Vorlaufzeiten sind in der Regel nicht ausreichend
Der VBE-Bundesvorsitzende Udo Beckmann legte den Fokus auf die Notwendigkeit der Einhaltung von Hygienestandards und macht deutlich: „Wenn das für eine Schule nicht gewährleistet werden kann, darf sie nicht geöffnet werden. Zudem brauchen Schulleitung eine Ansprechperson, mit der sie diese Belange schnell klären kann.“
Beckmann verwies auf Rückmeldungen aus den Schulen zu den bereits begonnenen Schulöffnungen in einigen Ländern: „Diese zeigen deutlich, dass die Vorlaufzeiten für die Umsetzung in der Regel nicht ausreichend sind. Die Umgestaltung der Klassenzimmer, die Besorgung von Seife und Papierhandtücher und auch die Zusammenstellung von Informationen für Schülerinnen und Schüler brauchen Zeit! Dies muss Schulträgern und Schulen gewährt werden, um im Sinne des Gesundheitsschutzes die notwendigen Absprachen und Vorbereitungen sorgfältig durchführen zu können.

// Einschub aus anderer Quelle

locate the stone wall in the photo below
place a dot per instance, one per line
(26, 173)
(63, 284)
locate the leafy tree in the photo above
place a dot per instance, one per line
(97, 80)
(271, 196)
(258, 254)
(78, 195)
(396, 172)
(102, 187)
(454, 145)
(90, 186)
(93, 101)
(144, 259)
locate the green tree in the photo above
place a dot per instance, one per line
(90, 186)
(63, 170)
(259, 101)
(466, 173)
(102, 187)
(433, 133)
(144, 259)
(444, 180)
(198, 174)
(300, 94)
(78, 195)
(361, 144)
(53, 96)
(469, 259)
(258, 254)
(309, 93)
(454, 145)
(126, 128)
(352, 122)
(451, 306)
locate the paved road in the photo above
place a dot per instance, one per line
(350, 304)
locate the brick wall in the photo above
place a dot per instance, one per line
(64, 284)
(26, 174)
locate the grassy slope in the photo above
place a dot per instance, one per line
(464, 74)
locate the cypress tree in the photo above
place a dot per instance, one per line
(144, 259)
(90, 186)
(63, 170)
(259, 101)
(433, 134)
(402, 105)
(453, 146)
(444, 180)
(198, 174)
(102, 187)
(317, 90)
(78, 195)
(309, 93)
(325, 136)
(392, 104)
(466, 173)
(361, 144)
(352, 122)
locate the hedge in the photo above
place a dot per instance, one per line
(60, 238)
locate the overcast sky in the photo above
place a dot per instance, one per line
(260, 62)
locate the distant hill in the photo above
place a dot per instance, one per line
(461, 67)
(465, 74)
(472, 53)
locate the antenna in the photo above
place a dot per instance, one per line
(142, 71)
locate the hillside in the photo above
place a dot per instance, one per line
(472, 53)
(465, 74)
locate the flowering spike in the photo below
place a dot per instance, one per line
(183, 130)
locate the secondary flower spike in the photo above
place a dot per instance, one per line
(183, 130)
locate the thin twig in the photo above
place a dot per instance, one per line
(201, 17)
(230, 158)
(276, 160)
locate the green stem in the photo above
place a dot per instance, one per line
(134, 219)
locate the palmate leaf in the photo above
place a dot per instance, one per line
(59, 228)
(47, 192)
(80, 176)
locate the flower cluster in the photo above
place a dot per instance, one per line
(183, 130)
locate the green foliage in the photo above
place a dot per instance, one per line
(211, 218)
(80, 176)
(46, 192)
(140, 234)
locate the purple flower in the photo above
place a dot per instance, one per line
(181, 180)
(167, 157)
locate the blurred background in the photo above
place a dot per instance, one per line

Sicherheit und Sorgfalt müssen immer vor Schnelligkeit gehen!“
Beckmann forderte zudem von der KMK ein, die Besonderheiten der Förderschulen und von Schülerinnen und Schüler mit sonderpädagogischen Förderschwerpunkten in den Fokus zu nehmen. Beckmann verwies zudem auf die Dringlichkeit der Bereitstellung digitaler Endgeräte für Bildungsbenachteiligte. Geld hierfür sollte nicht den einzelnen Schülerinnen und Schülern bereitgestellt werden, sondern der Schule, um Geräte für die Ausleihe anzuschaffen.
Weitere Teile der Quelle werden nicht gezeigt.